The original observations of Landolt were made when patients were given ethosuximide, then a new antiepileptic drug (AED). Patients became seizure-free, and in some the psychosis erupted. This potential, for the sudden transformation of an aberrant cerebral process from one state to another, helps explain a mutability of the clinical picture. The latter then is understood as being based on changing the underlying neurophysiological/neurochemical status of the brain, brought about by artificially altering the neuromodulators within the brain, more specifically by the enhancement of inhibitory factors. This makes heuristic sense, if the brain is viewed as a dynamic but self-contained energy system; sudden change does not allow for the resetting of a previously established homeostasis. Landolt referred to his phenomenon as based upon a “supranormal” inhibitory process, but he could not, in the absence of the neurochemical understanding that we now have, take this any further.

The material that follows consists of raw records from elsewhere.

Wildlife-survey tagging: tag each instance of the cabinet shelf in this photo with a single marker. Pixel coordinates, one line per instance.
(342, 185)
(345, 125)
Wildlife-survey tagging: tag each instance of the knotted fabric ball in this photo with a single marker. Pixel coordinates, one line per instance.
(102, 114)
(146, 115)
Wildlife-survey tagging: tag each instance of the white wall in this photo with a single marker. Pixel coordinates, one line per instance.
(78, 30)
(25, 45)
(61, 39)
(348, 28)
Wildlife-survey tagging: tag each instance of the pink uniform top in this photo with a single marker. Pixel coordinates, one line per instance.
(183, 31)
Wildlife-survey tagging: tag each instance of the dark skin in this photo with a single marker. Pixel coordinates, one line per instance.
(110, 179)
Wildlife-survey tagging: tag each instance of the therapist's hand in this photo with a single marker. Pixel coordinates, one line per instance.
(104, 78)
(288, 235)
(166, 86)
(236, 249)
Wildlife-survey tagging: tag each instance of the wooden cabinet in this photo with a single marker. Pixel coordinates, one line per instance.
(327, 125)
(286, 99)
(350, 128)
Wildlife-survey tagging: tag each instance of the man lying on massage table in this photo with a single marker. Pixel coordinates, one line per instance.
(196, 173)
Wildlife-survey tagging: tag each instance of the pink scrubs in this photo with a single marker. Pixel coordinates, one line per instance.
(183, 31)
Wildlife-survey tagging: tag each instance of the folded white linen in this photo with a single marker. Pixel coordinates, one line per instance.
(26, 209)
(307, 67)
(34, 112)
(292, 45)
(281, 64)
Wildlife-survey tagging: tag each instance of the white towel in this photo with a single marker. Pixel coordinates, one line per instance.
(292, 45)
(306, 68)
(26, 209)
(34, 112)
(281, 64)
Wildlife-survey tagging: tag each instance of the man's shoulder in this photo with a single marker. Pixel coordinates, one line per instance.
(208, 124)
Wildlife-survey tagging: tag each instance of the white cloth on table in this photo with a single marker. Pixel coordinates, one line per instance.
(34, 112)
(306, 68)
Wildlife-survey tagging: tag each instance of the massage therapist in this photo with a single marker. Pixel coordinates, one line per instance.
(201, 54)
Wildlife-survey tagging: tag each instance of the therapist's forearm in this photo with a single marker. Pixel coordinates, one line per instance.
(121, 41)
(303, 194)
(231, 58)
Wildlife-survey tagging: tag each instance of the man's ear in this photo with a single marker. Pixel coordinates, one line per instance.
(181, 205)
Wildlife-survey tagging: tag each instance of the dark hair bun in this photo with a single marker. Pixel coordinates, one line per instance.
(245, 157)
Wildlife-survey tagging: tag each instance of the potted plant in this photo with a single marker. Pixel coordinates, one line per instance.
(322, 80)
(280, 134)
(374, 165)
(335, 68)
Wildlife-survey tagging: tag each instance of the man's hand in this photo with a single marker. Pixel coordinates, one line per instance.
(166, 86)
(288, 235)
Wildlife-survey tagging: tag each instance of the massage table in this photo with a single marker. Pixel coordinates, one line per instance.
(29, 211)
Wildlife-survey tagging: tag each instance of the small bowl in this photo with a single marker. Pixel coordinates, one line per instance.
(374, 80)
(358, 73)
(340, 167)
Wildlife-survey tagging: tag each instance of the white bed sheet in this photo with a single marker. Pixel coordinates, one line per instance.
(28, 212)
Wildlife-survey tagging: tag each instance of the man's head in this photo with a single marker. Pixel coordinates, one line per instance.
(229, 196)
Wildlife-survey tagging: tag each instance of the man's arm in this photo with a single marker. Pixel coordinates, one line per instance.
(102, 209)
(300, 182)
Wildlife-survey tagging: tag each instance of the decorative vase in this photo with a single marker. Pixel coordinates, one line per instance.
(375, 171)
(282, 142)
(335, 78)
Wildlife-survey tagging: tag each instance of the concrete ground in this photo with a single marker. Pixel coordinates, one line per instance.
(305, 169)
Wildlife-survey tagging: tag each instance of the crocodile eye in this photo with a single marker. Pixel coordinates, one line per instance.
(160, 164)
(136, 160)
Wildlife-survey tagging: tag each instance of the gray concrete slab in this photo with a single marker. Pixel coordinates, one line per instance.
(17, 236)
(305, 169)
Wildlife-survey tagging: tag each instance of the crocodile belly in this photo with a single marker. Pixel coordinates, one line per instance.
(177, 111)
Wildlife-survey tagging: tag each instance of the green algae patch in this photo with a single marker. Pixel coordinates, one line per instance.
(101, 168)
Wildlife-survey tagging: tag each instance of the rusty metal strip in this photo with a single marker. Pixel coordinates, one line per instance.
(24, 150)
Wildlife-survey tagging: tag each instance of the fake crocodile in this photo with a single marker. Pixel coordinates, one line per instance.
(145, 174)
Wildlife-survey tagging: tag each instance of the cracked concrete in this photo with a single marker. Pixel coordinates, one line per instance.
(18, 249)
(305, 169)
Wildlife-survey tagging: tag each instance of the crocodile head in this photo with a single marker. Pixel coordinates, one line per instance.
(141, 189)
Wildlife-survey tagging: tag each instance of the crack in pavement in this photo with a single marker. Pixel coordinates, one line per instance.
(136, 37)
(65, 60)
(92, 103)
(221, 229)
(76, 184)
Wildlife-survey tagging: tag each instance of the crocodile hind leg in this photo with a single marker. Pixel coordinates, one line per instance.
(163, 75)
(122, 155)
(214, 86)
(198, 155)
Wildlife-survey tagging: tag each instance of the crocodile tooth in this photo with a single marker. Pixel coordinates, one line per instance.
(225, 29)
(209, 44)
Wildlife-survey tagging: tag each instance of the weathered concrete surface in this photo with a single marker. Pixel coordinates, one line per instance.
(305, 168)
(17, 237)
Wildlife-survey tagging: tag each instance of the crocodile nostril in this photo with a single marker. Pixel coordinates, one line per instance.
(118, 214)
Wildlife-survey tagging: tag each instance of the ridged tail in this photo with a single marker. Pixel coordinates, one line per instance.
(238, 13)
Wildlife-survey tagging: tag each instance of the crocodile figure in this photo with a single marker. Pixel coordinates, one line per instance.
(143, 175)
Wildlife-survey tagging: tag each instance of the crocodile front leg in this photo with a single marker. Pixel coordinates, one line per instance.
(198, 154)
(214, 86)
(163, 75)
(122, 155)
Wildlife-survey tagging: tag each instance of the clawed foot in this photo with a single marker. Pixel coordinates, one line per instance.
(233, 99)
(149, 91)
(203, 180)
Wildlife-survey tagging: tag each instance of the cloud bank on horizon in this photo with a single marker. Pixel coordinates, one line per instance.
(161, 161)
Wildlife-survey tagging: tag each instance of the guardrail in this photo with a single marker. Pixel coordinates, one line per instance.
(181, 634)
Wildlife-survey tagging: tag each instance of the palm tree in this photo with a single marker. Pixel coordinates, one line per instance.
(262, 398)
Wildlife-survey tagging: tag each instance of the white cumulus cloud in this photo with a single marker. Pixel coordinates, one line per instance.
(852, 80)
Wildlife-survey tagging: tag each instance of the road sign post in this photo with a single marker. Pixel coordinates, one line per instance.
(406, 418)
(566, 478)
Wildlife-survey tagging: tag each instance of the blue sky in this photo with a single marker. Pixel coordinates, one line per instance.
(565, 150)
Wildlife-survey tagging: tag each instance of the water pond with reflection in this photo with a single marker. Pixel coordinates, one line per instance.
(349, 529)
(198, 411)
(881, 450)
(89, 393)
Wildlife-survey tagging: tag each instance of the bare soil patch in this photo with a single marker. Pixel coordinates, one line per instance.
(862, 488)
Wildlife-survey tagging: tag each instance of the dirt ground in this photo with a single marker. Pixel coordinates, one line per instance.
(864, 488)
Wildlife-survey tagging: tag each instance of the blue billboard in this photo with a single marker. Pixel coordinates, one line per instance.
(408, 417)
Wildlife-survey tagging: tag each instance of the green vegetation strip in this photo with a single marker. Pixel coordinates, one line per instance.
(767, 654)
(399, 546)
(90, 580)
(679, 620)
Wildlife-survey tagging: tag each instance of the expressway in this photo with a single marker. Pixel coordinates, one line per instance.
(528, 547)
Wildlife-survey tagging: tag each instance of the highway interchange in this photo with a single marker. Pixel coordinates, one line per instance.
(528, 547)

Stevens (15) has put forward the view that “all that spikes are not fits,” and that inhibition by dopamine, γ-aminobutyric acid (GABA), and other transmitters is essential to prevent the normal brain from being in a continual state of status. In her model, however, excess inhibition predisposes to psychosis (e.g., dopamine agonism being psychotogenic), the alternative to this being the stunning effect of clozapine, the antipsychotic drug most likely to provoke seizures, in intractable cases of psychosis. These observations and theories, derived from psychiatry and neurology, have not only enhanced our understanding of the basic mechanisms of the psychosis, but have also allowed us to understand some of the behavior consequences of prescription of AEDs better. Psychosis and depression are the most frequently noted behavioral effects, and are commonly the reason to stop such drugs. In many cases this occurs in the setting of seizure resolution, and if EEG is performed, in the presence of normalization (16). Although examples of the latter may be seen with most of the AEDs, those which are GABAergic seem the most relevant, again enhancing our understanding of the neurochemical basis of behavior, and leading to caution in the clinical use of such drugs in certain populations (17).